Local reports say several protesters and officers have been injured as stone-throwing crowds facing off against police officers in the city's Seelampur area and police retaliated with tear gas and batons.
The protest comes days after clashes between police and protesters in Delhi left at least 50 injured.
The new law offers citizenship to non-Muslims from three nearby countries.
Seelampur, in the east of the city, has a large Muslim population. Protesters are claiming that the act will marginalise them.
There are reports of a police station being set on fire and police have said that buses have been vandalised.
Meanwhile, the Supreme Court on Tuesday refused to hear a petition against the police action inside Delhi's Jamia Millia Islamia University, where they allegedly attacked students inside campus premises, including the library and toilets.
Chief Justice Sharad Bobde said the top court did not have to intervene since it was "a law and order problem". He also told lawyers to file petitions in trial courts.
More protests have broken out, including at Jamia Millia Islamia.
A student there told the BBC that hundreds of students had joined demonstrations for the third day in a row.
Prime Minister Narendra Modi said the new law was "for those who have faced years of persecution outside and have no place to go except India".
But some say the Citizenship Amendment Act (CAA) is discriminatory and part of a "Hindu nationalist" agenda to marginalise India's 200-million Muslim minority.
Others - particularly in border states - fear being "overrun" by new arrivals from Afghanistan, Bangladesh and Pakistan.
What is the law about?
The Citizenship Amendment Act (CAA) offers amnesty to non-Muslim illegal immigrants from three neighbouring Muslim-majority countries.
It amends India's 64-year-old citizenship law, which currently prohibits illegal migrants from becoming Indian citizens.
It also expedites the path to Indian citizenship for members of six religious minority communities - Hindu, Sikh, Buddhist, Jain, Parsi and Christian - if they can prove that they are from Pakistan, Afghanistan or Bangladesh. They will now only have to live or work in India for six years - instead of 11 years - before becoming eligible to apply for citizenship.
It also says people holding Overseas Citizen of India (OCI) cards - an immigration status permitting a foreign citizen of Indian origin to live and work in India indefinitely - can lose their status if they violate local laws for major and minor offences and violations.
Opponents say the law is exclusionary, is part of an agenda to marginalise Muslims, and violates the secular principles enshrined in the constitution.

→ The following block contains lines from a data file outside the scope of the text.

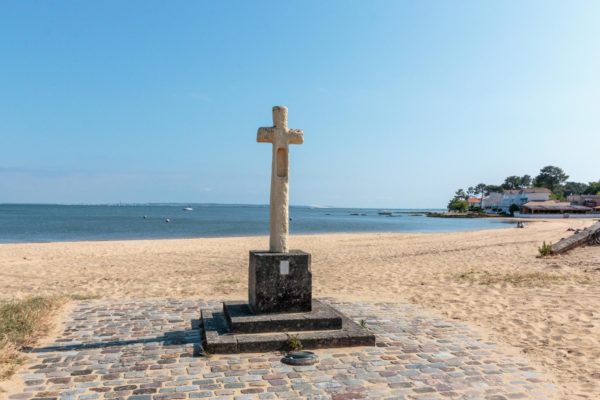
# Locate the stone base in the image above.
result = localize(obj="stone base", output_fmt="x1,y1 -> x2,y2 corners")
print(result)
200,300 -> 375,354
248,250 -> 312,314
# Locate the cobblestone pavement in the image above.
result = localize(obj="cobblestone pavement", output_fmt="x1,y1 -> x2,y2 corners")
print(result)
9,300 -> 555,400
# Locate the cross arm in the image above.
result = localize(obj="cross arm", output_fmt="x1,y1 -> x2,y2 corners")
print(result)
288,129 -> 304,144
256,127 -> 275,143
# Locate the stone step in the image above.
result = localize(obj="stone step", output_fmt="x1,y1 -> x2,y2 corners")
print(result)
223,300 -> 342,334
200,300 -> 375,354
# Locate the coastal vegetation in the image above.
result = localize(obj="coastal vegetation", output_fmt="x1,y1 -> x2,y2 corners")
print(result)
538,241 -> 552,257
447,165 -> 600,213
0,297 -> 66,381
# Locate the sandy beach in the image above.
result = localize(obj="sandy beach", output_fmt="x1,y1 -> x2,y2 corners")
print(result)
0,220 -> 600,399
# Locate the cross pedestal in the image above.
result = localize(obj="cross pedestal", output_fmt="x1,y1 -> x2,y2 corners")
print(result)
248,250 -> 312,314
201,107 -> 375,353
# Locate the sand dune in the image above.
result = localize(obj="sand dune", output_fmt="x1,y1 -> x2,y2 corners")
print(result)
0,220 -> 600,399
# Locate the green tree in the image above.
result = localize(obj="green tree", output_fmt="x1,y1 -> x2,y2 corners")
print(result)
473,183 -> 487,207
502,175 -> 531,190
448,197 -> 469,212
533,165 -> 569,194
454,189 -> 469,200
502,175 -> 521,190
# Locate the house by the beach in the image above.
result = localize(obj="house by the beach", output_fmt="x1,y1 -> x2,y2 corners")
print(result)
483,188 -> 552,213
467,196 -> 481,208
521,200 -> 593,215
481,192 -> 502,210
567,194 -> 600,208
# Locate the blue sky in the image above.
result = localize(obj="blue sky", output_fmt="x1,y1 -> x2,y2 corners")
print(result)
0,0 -> 600,208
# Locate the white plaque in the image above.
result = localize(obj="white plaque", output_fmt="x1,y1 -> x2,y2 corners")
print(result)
279,260 -> 290,275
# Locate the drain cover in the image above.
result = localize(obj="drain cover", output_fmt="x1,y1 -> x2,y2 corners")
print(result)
281,351 -> 319,365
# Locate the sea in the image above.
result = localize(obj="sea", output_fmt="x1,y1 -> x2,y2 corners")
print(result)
0,204 -> 510,243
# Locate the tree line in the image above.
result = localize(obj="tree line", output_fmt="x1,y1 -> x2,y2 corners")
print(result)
448,165 -> 600,212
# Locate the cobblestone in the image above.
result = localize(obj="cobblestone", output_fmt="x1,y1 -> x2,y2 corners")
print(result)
9,300 -> 555,400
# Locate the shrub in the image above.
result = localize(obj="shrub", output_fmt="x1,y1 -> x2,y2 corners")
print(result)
0,297 -> 64,380
538,241 -> 552,257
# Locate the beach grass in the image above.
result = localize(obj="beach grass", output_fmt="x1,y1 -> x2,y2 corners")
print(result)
455,270 -> 588,287
0,297 -> 66,381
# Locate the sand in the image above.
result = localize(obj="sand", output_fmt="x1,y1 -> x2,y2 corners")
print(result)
0,220 -> 600,399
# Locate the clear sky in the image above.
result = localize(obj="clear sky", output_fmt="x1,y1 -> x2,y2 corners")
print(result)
0,0 -> 600,208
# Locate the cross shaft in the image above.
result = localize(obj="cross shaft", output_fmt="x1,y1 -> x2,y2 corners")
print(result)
256,106 -> 304,253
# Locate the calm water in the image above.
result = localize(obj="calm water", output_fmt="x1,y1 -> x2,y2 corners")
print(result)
0,204 -> 509,243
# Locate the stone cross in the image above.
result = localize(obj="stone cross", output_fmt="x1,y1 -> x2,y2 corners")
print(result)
256,106 -> 304,253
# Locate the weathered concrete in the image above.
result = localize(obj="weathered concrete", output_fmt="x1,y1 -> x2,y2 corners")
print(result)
248,250 -> 312,314
552,222 -> 600,254
223,300 -> 342,333
256,106 -> 304,253
200,300 -> 375,354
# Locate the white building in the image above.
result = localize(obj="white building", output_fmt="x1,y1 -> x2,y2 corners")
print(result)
483,188 -> 552,213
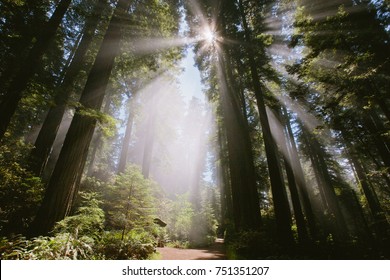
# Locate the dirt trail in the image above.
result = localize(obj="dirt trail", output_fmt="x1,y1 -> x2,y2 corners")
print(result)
157,238 -> 226,260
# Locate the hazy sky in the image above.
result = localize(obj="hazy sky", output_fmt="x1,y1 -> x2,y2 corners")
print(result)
179,48 -> 204,102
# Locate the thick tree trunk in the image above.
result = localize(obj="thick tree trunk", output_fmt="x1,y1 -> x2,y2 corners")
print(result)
30,0 -> 131,236
302,126 -> 348,240
218,47 -> 261,231
238,0 -> 294,247
118,100 -> 134,173
283,107 -> 318,238
30,0 -> 107,176
345,141 -> 389,240
142,94 -> 158,178
0,0 -> 71,140
276,107 -> 309,244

They say faith cannot be made a condition of citizenship.
However, the government led by the Hindu nationalist Bharatiya Janata Party (BJP), says they are only trying to give sanctuary to people fleeing religious persecution.
The anger has spread across the country, with protests reported at more than a dozen universities.
Many of the student demonstrations were fuelled by the perceived police brutality on Sunday.
Students in Delhi, the southern city of Chennai and Varanasi in the north protested against the government and in support of their fellow students at Jamia Millia Islamia.
Footage from the northern city of Lucknow on Monday showed students throwing stones at security forces, who threw the stones back.
Officers were also seen hitting students with sticks.
In Kolkata, tens of thousands of people joined a demonstration led by Chief Minister Mamata Banerjee and her ruling Trinamool Congress party, marching against the law itself.
What does the Indian government say?
On Monday, Modi sent four tweets to defend the law.
He said it was passed by both houses of parliament with "overwhelming support", and that it illustrated "India's centuries old culture of acceptance, harmony, compassion, and brotherhood".
"I want to unequivocally assure my fellow Indians that CAA [the law] does not affect any citizen of India of any religion," he added.
But Rahul Gandhi - Modi's defeated opponent in the 2019 election - said both the law and a controversial citizens' register were "weapons of mass polarisation unleashed by fascists".